In the expansion of that Occupation, Gazans – and Palestinians more broadly – will be an entirely subjugated people under the fulfilment of the Zionist promise of complete mastery. What Israel fails to realise, however, is that it will still have a primary issue on its hands in such a future, and that is one which would persistently be a thorn in the Occupation’s feet.

Conquest and Occupation are steps that could, although hated, still be tolerated or swallowed by many. Humiliation, however, is an entirely different beast, and one that is a powerful stimulant to resist an injustice.
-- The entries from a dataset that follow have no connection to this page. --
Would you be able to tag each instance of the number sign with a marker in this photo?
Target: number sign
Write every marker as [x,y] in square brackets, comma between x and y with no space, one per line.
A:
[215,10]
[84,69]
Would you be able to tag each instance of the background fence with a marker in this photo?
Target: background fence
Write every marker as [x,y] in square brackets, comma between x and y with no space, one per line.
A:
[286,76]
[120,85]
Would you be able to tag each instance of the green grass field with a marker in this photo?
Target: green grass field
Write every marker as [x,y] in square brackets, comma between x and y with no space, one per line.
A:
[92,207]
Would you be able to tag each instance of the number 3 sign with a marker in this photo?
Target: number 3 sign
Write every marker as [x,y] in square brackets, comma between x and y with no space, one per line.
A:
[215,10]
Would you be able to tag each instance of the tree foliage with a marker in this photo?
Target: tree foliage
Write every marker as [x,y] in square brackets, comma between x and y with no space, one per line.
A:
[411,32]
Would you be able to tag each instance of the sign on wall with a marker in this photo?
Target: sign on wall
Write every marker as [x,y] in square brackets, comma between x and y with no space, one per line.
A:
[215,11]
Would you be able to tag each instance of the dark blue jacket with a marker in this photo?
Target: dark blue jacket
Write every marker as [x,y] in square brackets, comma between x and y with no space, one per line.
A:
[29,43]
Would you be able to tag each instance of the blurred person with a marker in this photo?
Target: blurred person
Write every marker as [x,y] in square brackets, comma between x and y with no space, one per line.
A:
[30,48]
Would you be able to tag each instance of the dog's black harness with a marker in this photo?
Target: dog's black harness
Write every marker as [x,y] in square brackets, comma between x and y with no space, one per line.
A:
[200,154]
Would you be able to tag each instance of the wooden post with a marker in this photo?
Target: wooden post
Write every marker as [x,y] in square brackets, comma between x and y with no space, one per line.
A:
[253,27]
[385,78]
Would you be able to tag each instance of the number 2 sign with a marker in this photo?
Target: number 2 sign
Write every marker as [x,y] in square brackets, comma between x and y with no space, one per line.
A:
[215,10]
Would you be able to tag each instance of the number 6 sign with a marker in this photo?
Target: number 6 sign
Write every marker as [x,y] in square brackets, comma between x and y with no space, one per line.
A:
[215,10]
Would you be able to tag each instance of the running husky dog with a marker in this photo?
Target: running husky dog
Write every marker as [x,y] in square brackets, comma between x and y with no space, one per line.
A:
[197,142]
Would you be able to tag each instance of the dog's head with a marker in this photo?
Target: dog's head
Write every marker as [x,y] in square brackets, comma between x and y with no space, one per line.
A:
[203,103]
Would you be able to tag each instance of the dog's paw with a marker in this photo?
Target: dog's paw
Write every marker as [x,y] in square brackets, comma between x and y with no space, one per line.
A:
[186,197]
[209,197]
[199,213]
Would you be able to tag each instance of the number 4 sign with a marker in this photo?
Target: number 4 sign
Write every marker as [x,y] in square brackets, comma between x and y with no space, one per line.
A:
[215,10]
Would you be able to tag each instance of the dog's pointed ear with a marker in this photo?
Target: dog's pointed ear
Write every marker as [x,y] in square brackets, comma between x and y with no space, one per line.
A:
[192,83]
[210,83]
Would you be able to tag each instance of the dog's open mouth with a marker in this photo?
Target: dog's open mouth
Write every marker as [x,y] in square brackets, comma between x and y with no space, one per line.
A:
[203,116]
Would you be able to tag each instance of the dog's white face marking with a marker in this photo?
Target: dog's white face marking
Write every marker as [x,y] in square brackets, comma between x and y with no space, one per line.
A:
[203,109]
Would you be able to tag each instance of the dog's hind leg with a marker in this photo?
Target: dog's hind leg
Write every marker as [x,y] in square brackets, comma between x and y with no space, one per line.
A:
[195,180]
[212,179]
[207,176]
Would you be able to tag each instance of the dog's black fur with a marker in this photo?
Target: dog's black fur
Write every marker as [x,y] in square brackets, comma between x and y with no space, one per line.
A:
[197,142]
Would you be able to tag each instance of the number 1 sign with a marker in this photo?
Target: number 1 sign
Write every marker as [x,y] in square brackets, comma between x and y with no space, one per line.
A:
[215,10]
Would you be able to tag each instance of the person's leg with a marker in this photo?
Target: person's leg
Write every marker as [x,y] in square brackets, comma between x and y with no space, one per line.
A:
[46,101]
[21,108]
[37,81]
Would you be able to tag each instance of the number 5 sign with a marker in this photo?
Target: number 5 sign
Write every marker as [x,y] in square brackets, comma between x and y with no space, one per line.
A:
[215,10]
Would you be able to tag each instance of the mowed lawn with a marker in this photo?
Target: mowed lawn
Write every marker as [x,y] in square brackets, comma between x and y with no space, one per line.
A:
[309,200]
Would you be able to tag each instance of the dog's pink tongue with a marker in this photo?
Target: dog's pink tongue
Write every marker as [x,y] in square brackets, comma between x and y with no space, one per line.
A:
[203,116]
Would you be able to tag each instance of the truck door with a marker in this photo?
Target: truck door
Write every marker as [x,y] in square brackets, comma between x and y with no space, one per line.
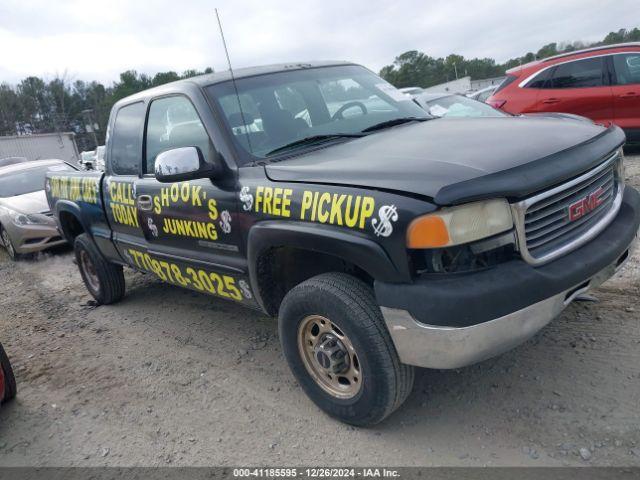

The constant humiliation of a conquered and Occupied people will, eventually, force them into an inevitable path of resistance.

That is a path which recognises no bribery or blackmail, and which is swayed by no amount of promises of economic prosperity, political legitimacy, limited autonomy or international applause. To the humiliated party, all such guarantees are almost meaningless in the face of their continued humiliation and subjugation. Dignity and freedom are priceless things, and all objects that glitters are but trifles in comparison.

Those who have ever undergone an abusive relationship or situation may understand that best, and the manipulation, the threats and the punishments employed by abusers look eerily similar to those Israel commits against the Palestinians and is utilising in Gaza currently.

As one Palestinian leader put it in an interview, years before his killing at the hands of Israel forces, “does the world expect us to be well-behaved victims while we’re getting killed? For us to be slaughtered without making a noise? That’s impossible.”

What Israel has subjected Gaza to over almost two decades was sufficient in provoking such an idea, and Israel’s planned subjugation of the Strip – and the wider Palestinian Territories – under a dystopian control system will only enhance that.